Sexuality, disability and care, encompass several dimensions. The informants of this study cared for their self in the sense that they sought to create a self they felt comfortable with. Care was illustrated as a discourse people adopt in their effort to produce a certain kind of self. This took many meanings, depending on what was most important to each person.

A Foucauldian analysis of as the choices made by the informants as care of the self highlights the central role of the individual in the process of negotiating their own sexuality. The men whose stories are presented in this article were at once care givers and care recipients, at least for some aspects of their daily life. They did not rise above disability, but lived with it, engaging in truth games, trying out and choosing those knowledges (rules, procedures, principles) that were valid in the context of their life. Rather that being subordinated to these knowledges, these men handled themselves in different ways in order to construct the care that would best meet their needs.

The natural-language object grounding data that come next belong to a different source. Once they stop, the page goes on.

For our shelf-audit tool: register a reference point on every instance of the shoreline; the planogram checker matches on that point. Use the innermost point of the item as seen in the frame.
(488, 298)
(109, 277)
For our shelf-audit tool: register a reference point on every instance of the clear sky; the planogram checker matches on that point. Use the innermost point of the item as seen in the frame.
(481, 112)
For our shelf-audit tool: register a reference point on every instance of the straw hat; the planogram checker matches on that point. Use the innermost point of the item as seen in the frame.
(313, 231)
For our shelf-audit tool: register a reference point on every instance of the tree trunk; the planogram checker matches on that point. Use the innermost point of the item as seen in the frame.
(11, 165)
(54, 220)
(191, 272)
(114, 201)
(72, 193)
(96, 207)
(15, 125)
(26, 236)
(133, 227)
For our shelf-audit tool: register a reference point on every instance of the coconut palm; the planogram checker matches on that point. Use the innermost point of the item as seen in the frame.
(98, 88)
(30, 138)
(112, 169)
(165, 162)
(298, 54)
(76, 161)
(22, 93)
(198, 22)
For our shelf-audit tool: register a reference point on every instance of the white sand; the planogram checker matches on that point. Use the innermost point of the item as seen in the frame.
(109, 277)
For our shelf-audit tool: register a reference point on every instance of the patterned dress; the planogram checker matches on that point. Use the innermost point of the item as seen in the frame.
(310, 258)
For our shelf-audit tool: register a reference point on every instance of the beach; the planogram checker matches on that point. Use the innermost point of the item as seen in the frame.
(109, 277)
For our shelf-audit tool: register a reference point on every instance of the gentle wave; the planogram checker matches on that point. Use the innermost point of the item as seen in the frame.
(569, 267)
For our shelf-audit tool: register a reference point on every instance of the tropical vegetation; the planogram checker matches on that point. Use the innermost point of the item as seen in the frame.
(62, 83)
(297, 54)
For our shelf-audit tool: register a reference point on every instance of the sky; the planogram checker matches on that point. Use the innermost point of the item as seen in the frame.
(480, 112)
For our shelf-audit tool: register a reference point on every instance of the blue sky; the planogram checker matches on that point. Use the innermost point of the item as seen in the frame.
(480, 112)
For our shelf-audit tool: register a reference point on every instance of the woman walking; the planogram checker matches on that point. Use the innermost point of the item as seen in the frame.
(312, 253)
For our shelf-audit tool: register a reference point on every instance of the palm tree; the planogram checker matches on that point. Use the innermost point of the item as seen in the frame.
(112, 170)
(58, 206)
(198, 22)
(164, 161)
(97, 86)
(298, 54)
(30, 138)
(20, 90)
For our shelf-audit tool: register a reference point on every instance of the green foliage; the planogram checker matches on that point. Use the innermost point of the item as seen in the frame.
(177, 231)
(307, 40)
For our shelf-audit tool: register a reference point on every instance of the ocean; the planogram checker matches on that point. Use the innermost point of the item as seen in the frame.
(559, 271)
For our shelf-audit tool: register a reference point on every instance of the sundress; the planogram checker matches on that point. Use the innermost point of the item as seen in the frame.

They chose how to handle themselves to the extent that this was possible within the greater social and political discourses they operated in. According to Wynance [50, pg. 111] ‘to care is to tinker (…) until a suitable arrangement (material, emotional, relational) has been reached’. This tinkering can be about choosing practices or knowledges, and about shaping them. In effect, these men subjected themselves to certain technologies in order to produce a desired self, according to their chosen knowledges. Through choosing which technologies of the self to be subjected to, they became active agents rather than passive recipients of care. While it is acknowledged that different conditions will require different arrangements, the data presented here show that in the care of the self the role of the individual is very important.

In the care of the self what is important is the degree to which these technologies help people live life as they choose and construct the self they desire. Like everybody, disabled people need to experiment, or as Rogers [54] puts it, engage in (s)experimentations, trying out technologies of the self. Care of the self is about enactment of identities and choice of how to live one’s life. It is about control of one’s body, power to guide representations of oneself and access to choices.